What are yields doing
- The 10-year Treasury note rate
was at 1.754%, compared with a reopening rate of 1.708%, based on yields at 3 p.m. Eastern Time on Thursday.
- The 30-year Treasury bond yields
2.096%, up from 2.053% a day ago.
- The 2-year Treasury note
yields 0.936%, versus 0.897% on Thursday afternoon.
- For the week, the 10-year Treasury note was down 1.5 basis points from last Friday’s levels at 3 p.m., while the 30-year was down 2 basis points. The 2-year was up 6.8 basis points, at last check.
What’s driving the market?
Markets have been unsettled by the prospect of tightening financial conditions but moves for yields have been comparatively subdued for much of the week, though the 2-year has been sold — pushing its yield higher.
Still, analysts are expecting that the benchmark 10-year Treasury yield will eventually breach 2%, a psychologically significant level for the debt used to price everything from mortgages to auto loans.

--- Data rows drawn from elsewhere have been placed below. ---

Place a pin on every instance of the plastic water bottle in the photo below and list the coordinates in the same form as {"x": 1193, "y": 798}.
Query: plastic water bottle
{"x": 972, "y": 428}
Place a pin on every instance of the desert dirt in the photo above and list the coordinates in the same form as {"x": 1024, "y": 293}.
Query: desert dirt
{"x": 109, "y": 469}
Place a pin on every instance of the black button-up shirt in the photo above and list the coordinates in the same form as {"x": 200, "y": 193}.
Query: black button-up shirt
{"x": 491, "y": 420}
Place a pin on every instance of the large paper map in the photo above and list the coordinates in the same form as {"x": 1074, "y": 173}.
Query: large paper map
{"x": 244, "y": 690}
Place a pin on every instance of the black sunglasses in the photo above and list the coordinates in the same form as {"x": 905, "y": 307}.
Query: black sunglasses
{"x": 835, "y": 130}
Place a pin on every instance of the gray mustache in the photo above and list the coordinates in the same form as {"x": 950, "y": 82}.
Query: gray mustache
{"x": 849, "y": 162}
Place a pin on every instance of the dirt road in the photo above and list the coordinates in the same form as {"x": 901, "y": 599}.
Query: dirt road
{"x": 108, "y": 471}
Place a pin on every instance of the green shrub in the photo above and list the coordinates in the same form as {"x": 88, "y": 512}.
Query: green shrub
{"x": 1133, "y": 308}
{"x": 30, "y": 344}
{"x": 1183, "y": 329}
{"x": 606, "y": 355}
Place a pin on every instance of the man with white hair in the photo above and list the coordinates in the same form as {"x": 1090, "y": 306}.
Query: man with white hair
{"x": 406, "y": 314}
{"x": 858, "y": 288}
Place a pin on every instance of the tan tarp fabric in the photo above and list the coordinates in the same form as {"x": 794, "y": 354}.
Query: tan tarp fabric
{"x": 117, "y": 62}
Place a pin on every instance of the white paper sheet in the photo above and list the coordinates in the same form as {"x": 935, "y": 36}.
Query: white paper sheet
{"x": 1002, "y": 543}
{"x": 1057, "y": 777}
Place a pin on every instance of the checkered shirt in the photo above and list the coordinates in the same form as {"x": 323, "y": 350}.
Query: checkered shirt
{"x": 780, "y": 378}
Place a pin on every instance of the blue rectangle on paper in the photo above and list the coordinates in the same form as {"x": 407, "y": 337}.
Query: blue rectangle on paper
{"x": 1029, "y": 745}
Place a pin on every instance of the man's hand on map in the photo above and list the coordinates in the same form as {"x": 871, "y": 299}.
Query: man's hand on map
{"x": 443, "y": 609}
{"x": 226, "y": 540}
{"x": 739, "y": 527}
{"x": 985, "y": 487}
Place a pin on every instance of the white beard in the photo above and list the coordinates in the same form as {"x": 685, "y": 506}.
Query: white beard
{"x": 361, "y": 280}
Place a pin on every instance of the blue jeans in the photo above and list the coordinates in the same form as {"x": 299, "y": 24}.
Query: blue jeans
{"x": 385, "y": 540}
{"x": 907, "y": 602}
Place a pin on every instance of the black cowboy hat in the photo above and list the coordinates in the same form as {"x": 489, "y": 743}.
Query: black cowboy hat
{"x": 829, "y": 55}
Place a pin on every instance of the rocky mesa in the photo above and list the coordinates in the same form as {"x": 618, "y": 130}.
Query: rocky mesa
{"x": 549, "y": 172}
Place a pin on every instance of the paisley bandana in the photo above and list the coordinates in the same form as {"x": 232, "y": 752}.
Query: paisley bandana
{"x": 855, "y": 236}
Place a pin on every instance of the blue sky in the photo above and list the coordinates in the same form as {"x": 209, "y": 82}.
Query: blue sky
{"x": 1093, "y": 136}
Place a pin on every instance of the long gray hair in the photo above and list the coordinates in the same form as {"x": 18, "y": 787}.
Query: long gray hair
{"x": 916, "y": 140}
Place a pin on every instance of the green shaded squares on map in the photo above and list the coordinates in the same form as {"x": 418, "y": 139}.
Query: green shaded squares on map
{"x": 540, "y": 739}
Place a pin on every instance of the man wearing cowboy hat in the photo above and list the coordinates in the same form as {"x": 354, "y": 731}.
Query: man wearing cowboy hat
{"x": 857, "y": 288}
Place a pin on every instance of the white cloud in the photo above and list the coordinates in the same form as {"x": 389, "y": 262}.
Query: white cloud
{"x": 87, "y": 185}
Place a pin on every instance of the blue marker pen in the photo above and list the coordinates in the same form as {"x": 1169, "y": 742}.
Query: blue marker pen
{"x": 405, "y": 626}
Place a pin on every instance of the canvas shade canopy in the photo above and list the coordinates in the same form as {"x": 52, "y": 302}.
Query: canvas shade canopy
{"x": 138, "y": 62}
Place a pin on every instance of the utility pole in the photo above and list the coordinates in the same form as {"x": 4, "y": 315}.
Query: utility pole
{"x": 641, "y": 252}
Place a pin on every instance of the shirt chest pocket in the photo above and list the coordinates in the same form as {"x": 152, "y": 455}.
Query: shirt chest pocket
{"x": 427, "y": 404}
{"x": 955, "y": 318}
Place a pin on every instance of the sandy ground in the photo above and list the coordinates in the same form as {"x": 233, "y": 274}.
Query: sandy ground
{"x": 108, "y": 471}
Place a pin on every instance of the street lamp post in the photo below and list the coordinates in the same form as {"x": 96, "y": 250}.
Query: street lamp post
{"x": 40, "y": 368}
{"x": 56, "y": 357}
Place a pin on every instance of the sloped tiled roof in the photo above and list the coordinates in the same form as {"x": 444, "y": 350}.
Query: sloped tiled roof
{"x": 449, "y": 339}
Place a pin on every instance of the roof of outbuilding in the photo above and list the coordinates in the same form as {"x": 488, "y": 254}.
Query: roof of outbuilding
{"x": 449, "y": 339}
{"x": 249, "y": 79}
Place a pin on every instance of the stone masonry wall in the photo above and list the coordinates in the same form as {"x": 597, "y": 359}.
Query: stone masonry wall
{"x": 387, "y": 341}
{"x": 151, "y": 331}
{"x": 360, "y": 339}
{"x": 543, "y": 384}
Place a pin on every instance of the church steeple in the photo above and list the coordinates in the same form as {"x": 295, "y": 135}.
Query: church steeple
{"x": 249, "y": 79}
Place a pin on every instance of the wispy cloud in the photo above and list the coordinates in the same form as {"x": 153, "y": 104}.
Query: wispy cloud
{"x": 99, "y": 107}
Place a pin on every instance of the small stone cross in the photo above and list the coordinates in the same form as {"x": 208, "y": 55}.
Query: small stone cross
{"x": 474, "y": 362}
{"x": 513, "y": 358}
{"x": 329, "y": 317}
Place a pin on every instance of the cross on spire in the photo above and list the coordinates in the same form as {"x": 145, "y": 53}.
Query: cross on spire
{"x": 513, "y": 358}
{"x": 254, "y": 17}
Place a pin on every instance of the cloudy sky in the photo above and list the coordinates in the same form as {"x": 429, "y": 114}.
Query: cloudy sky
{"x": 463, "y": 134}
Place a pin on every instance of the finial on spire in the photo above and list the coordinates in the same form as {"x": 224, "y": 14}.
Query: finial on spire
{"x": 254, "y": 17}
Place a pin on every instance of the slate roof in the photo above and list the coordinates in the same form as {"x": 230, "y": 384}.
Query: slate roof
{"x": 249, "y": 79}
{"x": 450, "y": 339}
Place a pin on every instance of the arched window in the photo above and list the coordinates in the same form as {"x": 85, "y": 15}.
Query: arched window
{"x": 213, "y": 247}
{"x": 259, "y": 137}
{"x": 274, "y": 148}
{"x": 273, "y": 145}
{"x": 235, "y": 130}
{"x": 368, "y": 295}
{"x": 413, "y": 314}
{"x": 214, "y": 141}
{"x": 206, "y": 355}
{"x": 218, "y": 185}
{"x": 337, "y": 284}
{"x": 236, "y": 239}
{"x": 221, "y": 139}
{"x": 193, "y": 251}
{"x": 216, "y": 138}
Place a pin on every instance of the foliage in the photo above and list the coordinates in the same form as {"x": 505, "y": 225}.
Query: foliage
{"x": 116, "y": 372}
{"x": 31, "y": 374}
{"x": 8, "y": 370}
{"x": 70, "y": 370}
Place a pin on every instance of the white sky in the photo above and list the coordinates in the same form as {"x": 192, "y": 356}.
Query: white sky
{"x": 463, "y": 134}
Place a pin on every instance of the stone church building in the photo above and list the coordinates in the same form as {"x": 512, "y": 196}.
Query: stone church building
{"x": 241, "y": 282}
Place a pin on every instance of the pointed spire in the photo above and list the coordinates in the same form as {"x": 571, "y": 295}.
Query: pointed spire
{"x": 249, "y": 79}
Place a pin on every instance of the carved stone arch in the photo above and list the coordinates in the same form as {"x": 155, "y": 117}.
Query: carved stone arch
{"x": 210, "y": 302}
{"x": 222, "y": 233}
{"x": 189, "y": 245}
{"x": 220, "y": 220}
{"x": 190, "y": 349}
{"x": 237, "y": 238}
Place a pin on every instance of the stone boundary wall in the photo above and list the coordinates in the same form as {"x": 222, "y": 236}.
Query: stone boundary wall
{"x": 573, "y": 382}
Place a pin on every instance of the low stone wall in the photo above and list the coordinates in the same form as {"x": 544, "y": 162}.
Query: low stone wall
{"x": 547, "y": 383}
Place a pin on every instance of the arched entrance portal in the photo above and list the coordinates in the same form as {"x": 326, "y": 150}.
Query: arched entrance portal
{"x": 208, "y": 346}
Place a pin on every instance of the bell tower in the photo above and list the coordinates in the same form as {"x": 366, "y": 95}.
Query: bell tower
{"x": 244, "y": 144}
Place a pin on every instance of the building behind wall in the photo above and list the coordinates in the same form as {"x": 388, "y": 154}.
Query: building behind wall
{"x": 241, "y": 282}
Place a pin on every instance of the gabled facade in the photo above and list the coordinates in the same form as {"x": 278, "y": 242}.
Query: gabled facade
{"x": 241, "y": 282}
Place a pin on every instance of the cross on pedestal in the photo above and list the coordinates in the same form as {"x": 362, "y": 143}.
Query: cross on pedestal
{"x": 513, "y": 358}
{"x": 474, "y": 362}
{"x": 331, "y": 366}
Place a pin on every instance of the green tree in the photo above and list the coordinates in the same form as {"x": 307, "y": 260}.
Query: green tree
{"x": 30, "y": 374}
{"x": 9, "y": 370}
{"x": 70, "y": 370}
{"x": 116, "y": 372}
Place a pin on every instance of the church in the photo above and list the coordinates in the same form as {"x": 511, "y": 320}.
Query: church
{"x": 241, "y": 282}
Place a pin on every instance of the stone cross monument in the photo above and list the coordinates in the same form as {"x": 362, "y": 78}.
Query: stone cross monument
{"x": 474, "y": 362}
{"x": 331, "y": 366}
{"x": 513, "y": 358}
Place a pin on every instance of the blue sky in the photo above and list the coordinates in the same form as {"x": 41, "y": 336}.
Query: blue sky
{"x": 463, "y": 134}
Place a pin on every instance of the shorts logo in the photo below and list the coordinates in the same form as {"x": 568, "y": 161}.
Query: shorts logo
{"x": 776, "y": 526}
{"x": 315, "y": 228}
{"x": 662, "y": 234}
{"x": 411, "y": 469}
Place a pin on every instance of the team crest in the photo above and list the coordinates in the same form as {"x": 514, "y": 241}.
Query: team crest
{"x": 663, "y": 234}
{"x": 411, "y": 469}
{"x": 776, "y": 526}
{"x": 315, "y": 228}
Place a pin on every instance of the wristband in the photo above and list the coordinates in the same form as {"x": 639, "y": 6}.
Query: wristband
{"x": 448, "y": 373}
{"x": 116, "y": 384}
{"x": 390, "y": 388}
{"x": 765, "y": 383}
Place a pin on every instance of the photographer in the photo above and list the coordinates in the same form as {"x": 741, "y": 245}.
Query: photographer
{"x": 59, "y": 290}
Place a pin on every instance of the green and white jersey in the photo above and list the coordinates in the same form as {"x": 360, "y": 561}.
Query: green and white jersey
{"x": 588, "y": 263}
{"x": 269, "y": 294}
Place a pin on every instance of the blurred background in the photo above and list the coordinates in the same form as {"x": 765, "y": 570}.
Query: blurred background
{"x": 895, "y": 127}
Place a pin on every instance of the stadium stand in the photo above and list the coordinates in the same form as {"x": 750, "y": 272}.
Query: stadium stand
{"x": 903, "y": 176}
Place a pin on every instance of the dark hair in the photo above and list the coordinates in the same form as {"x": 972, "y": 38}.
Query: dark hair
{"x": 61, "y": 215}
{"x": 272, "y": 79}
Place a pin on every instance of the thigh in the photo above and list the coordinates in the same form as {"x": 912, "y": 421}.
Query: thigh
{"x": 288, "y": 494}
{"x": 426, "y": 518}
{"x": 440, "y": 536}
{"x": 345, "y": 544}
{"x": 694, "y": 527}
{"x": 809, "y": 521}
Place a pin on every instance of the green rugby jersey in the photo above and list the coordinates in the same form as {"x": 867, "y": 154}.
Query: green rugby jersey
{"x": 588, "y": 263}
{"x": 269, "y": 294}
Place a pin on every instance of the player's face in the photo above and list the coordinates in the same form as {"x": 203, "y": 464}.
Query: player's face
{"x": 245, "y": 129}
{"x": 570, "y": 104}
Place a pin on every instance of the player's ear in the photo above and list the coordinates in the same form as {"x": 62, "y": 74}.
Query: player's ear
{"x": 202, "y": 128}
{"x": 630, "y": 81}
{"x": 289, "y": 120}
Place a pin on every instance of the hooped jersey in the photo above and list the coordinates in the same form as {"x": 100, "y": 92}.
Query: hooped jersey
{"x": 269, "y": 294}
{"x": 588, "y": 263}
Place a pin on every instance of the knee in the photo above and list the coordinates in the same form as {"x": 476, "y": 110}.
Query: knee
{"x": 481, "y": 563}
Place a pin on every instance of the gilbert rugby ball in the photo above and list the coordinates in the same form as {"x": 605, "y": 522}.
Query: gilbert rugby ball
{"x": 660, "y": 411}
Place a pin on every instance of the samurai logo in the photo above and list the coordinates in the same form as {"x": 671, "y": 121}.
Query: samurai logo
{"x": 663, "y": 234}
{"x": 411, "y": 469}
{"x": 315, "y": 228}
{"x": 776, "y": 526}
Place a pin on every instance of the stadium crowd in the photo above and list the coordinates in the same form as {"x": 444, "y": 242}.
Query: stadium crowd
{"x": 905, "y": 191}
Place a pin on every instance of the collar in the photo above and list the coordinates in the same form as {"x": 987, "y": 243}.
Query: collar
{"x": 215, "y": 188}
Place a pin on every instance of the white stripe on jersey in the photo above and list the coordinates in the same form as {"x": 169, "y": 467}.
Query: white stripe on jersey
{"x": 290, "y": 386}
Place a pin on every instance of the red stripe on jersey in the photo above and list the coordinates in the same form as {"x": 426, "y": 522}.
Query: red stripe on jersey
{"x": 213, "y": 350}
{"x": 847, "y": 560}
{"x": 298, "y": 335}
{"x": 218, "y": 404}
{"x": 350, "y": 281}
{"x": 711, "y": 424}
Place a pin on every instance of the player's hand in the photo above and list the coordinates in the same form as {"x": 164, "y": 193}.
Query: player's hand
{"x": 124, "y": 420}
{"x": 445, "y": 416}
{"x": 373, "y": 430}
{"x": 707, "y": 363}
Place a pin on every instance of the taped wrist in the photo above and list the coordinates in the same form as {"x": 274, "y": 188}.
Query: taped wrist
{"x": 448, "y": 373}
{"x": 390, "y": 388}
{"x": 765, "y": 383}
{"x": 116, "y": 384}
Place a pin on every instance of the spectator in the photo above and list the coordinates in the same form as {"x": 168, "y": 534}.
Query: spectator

Expectations for higher yields are supported by comments from policy makers, including Federal Reserve Gov. Christopher Waller, who recently suggested that as many as five interest-rate increases are a possibility in 2022 as the central bank aims to beat back rampant inflation. However, Waller said his baseline expectation was for three rate increases on the year, which is more in line with expectations.
His remarks come as measures of inflation this week have shown pricing pressures at their highest levels in decades. Consumer prices rose 0.5% in December to push the increase in the cost of living last year to a nearly 40-year high of 7%.
Meanwhile, Lael Brainard, the White House nominee to serve as the Fed’s No. 2, told a Senate finance panel on Thursday that efforts to reduce inflation were the Fed’s most important task.
Data released on Friday showed that U.S. retail sales sank 1.9% for December, as omicron spread and shoppers confronted higher prices due to shortages and soaring inflation. Economists polled by The Wall Street Journal had forecast a 0.1% decline in December.
Industrial output fell a disappointing 0.1% in December as auto production stumbled, compared to Wall Street expectations for a 0.2% gain. Capacity utilization — which reflects the limits to operating the nation’s factories, mines and utilities — inched lower to 76.5% in December from 76.6% in the prior month.
Meanwhile, a closely followed gauge of U.S. consumer sentiment from the University of Michigan fell to 68.8 in January from 70.6 in the prior month, marking the second lowest reading in a decade.
What strategists are saying
“A difficult stock market close contributed to the 10-yr’s fast trip below 1.70% yesterday,” wrote Jim Vogel, executive vice president at FHN Financial, in a daily research note. One of the three factors that “accounted for the speed and size of the yield decline across the entire curve” was the large-scale buying in 5-year Treasury futures, which “surprised traders.”